ABSTRACT
Genomic surveillance is a vital strategy for preparedness against the spread of infectious diseases and to aid in development of new treatments. In an unprecedented effort, millions of samples from COVID-19 patients have been sequenced worldwide for SARS-CoV-2. Using more than 8 million sequences that are currently available in GenBank’s SARS-CoV-2 database, we report a comprehensive overview of mutations in all 26 proteins and open reading frames (ORFs) from the virus. The results indicate that the spike protein, NSP6, nucleocapsid protein, envelope protein and ORF7b have shown the highest mutational propensities so far (in that order). In particular, the spike protein has shown rapid acceleration in mutations in the post-vaccination period. Monitoring the rate of non-synonymous mutations (Ka) provides a fairly reliable signal for genomic surveillance, successfully predicting surges in 2022. Further, the external proteins (spike, membrane, envelope, and nucleocapsid proteins) show a significant number of mutations compared to the NSPs.
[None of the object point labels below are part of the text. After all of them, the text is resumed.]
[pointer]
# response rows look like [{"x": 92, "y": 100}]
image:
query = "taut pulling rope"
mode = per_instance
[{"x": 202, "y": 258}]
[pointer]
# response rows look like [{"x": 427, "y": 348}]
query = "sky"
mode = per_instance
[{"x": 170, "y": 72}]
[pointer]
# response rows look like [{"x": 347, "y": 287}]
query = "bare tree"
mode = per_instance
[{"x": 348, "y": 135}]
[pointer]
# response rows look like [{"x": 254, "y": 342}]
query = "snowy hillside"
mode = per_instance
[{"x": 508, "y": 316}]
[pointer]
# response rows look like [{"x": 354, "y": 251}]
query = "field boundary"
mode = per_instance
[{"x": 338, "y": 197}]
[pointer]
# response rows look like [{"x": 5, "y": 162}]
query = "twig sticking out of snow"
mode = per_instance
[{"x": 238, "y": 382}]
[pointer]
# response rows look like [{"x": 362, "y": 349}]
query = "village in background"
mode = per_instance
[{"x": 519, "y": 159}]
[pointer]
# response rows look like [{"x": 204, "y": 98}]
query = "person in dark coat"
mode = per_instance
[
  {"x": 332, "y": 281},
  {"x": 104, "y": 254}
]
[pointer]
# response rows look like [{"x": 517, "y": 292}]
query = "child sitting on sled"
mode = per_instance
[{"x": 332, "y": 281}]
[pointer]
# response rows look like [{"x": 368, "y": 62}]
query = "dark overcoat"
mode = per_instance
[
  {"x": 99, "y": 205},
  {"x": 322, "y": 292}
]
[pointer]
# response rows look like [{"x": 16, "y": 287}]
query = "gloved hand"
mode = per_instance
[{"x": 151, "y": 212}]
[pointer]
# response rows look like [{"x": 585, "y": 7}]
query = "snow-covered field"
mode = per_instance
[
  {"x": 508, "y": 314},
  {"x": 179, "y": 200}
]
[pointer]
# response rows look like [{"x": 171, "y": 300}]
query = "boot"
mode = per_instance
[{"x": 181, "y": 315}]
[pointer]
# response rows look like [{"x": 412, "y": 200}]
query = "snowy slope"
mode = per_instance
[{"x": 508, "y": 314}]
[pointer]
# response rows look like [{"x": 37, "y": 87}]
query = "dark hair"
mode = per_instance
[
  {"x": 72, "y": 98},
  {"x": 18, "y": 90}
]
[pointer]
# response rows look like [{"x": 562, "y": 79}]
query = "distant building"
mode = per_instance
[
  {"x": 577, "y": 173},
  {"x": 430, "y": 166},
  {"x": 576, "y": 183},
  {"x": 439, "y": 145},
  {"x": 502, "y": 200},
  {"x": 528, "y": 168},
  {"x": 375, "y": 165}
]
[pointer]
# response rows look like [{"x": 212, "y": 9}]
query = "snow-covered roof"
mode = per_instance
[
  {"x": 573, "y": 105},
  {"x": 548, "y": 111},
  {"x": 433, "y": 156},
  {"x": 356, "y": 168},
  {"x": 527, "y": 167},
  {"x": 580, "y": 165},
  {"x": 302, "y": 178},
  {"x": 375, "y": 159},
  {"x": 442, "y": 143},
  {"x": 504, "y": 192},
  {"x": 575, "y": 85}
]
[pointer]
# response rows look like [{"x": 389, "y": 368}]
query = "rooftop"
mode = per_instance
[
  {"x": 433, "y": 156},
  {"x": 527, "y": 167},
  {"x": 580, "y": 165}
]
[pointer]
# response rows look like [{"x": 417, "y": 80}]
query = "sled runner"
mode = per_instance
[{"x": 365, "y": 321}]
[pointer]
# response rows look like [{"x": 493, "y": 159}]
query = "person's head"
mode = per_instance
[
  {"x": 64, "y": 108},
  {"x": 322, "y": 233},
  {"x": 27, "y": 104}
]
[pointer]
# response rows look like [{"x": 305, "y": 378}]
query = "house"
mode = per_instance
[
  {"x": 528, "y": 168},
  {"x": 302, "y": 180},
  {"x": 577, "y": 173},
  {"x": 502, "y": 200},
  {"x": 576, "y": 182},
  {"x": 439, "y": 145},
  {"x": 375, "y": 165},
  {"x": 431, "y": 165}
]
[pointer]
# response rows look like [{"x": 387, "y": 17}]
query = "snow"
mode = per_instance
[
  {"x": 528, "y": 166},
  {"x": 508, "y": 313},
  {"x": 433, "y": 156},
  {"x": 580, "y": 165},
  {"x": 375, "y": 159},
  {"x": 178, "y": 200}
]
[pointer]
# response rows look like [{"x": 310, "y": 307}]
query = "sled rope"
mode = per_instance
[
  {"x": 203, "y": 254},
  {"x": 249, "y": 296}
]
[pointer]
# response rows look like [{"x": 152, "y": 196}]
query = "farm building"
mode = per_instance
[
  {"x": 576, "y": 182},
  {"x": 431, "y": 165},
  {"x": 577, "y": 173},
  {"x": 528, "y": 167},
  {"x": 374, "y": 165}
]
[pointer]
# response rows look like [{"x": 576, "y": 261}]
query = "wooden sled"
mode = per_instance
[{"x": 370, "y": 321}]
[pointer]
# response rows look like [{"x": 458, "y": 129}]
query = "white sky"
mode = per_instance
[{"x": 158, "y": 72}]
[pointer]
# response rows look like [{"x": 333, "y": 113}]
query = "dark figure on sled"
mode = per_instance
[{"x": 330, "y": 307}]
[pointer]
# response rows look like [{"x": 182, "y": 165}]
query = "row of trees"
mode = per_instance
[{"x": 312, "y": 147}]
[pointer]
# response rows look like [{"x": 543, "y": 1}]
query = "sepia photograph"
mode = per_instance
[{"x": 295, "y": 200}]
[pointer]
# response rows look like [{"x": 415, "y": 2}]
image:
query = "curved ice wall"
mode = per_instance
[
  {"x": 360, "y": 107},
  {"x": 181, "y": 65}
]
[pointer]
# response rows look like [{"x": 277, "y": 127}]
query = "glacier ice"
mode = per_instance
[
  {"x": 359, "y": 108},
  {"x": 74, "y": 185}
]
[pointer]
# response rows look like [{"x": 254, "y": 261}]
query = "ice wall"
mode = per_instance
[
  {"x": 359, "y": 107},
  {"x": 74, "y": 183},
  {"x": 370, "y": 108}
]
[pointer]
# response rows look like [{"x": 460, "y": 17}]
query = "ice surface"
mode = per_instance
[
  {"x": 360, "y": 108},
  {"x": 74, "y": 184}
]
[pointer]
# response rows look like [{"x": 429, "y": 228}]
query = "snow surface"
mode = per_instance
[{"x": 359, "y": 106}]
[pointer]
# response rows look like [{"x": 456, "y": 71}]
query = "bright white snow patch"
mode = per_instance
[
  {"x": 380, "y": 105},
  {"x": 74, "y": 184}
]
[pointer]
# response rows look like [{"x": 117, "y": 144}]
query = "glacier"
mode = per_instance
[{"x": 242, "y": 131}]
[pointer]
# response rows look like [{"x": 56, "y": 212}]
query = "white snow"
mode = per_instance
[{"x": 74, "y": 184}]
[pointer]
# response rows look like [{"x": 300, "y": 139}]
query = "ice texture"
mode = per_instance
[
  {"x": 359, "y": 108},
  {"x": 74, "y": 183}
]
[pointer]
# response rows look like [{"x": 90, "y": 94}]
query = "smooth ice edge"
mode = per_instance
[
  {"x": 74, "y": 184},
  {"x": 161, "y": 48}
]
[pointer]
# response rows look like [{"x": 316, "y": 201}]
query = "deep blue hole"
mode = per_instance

Interestingly, these four proteins showed significant changes in Ka typically 2 to 4 weeks before the increase in number of human infections (“surges”). Therefore, our analysis provides real time surveillance of mutations of SARS-CoV-2, accessible through the project website http://pandemics.okstate.edu/covid19/. Based on ongoing mutation trends of the virus, predictions of what proteins are likely to mutate next are also made possible by our approach. The proposed framework is general and is thus applicable to other pathogens. The approach is fully automated and provides the needed genomic surveillance to address a fast-moving pandemic such as COVID-19.
Competing Interest Statement
The authors have declared no competing interest.